Debt Negotiations

Roughly 1.2 million households were lost due to foreclosure during the recession despite government efforts to assist struggling families. Losing a home is undoubtedly one of the most unfortunate things to happen to a family, and the pain and confusion for children in these situations only make things more complicated. However, there are many ways for families to go about debt negotiating to avoid the dangers of foreclosure and bankruptcy.

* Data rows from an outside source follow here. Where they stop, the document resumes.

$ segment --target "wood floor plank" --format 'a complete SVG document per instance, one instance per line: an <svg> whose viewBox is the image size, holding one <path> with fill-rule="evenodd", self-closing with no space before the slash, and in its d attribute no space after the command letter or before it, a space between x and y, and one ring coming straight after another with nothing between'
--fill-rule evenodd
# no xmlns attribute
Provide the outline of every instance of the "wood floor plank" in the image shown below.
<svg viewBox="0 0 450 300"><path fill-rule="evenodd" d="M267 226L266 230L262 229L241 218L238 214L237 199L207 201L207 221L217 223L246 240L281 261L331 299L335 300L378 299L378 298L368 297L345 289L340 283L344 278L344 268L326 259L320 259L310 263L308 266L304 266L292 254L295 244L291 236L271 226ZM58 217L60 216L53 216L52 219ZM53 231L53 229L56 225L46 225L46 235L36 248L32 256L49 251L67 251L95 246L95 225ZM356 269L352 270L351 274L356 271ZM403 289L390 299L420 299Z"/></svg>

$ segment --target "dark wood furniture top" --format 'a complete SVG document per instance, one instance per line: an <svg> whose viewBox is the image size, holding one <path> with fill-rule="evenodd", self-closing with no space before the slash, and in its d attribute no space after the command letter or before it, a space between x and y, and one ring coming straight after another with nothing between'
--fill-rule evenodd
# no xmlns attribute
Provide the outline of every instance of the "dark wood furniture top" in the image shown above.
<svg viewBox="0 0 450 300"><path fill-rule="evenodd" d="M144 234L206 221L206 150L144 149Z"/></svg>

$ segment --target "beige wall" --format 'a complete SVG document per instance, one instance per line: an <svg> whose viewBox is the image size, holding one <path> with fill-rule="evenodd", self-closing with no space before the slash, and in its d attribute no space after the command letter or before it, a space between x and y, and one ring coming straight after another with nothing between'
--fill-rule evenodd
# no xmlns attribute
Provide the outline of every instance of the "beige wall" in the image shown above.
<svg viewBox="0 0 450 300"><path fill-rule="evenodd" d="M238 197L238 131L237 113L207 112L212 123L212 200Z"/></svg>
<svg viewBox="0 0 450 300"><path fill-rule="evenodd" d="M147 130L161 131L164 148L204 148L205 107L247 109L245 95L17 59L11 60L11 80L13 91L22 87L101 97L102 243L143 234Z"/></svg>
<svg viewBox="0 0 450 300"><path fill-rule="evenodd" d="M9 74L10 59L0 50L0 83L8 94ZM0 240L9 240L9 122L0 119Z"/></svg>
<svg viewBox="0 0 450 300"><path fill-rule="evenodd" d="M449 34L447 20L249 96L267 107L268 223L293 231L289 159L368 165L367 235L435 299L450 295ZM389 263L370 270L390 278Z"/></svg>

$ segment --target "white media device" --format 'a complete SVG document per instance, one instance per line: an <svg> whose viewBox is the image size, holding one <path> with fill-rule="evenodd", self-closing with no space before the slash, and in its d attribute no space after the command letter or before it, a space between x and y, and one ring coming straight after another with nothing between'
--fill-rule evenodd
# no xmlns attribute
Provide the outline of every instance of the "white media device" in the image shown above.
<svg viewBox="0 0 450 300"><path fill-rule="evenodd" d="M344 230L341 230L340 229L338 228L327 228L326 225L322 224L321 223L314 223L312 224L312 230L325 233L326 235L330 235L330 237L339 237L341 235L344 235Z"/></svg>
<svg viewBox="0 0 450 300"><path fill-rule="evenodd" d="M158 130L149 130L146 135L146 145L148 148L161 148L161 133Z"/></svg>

All debts can be separated into 2 different categories, secured and unsecured. Secured debts are those that have a tangible asset or property tied with it such as a house or a car. The contrast are unsecured debts which include many service bills like credit card debt or service bills. When a person begins to struggle financially, whether it is falling behind on mortgage payments or incurring thousands of dollars worth of medical bills, that person is forced to begin to utilize credit cards more and more just to get by. It is estimated that a average household has 15000 dollars worth of credit card debt and these can be one of the fastest accumulating debts. Fortunately, credit card debt is considered an unsecured debt and these debts can be heavily negotiated if done correctly. Creditors rather see some money than none at all and they are willing to settle debts at drastically lower rates. According to Bradford Law Offices, PLLC, you can minimize the debts you have left by paying off large portions of it all at once. Credit companies struggle with debtors making payments all the time, and it costs them significantly to be constantly pushing out late notices and harassing people. These companies want to settle for one large lump sum payment that can amount to 30-50% less than the original total, rather than to see a individual consistently failing to make payments. Debt negotiation can be a useful tool when done right; however, these creditors typically do not have your best interests in mind but they are willing to settle for whatever they can get.